Alvaro Viejo (100451677), Rodrigo Oliver (100451788), Héctor Tienda (100432519)

# Gathering book ID's from downloaded data

As we have several GigaBytes of downloaded data, we can create a **database** of mappings between book IDs and book genres in order to complete our `spoilers` dataset.


## Establishing connection to the database

In [1]:
from sqlalchemy import create_engine
from getpass import getpass


DATABASE_USER = "librarian"
DATABASE_PASSWD = getpass(f"Enter Database password for user {DATABASE_USER}:")

engine = create_engine(
    f"mysql+mysqldb://{DATABASE_USER}:{DATABASE_PASSWD}@127.0.0.1:3306/books",
    echo=False,
    future=True,
)


## Testing transactions with the DBAPI

In [2]:
from sqlalchemy import text

with engine.connect() as conn:
    result = conn.execute(text("select 'hello world'"))
    print(result.all())

[('hello world',)]


## Creating a table to store the book id-genre mappings

We now have to define the class that will actually act as the rows with the ORM, and update the metadata.

In [3]:
from sqlalchemy.orm import declarative_base, Session
from sqlalchemy import Table, Column, Integer, String

Base = declarative_base()

class BookIdtoGenre(Base):
    __tablename__ = "id_genres"

    id = Column(Integer, primary_key=True)
    genre = Column(String(30))

    def __repr__(self):
        return f"{self.id!r} - {self.genre!r}"

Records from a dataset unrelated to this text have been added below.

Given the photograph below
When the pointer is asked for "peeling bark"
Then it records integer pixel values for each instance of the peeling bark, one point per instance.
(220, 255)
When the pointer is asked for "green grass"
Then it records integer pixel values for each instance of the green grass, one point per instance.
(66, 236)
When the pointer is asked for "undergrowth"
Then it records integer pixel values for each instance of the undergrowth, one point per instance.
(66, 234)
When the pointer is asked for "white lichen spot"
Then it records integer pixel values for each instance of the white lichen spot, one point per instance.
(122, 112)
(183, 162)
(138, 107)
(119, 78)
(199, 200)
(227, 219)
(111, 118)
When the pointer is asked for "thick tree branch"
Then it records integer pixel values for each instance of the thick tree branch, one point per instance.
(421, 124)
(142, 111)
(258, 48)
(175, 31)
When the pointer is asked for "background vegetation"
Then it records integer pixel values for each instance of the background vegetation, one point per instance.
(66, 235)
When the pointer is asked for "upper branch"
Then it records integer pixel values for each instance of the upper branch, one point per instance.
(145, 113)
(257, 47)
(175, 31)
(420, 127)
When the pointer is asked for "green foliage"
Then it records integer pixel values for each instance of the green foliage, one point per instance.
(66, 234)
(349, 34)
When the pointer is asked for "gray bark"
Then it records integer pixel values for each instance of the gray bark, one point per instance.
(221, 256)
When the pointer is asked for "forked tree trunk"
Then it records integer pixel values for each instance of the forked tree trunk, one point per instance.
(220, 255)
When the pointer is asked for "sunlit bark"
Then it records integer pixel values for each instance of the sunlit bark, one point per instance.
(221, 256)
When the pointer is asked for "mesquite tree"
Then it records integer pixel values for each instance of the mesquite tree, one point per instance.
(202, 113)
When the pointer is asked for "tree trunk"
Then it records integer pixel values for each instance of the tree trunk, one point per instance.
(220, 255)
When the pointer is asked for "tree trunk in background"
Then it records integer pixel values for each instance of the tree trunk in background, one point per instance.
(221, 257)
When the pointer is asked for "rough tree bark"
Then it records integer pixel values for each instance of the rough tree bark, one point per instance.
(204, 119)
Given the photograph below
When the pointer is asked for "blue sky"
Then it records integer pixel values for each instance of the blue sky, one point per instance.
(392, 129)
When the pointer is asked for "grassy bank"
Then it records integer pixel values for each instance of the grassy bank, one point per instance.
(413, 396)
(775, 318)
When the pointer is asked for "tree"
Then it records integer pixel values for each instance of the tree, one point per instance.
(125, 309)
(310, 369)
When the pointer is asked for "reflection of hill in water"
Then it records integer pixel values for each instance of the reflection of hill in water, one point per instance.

After having defined the `id-genre` table, we must not forget to create it in the actual database by running the `create_all()` method.
(This should be done only once)

In [4]:
Base.metadata.create_all(engine)

## Adding a test mapping
A mapping should be added by first creating the object, and then commiting it to the database by using a session obtained by a context manager.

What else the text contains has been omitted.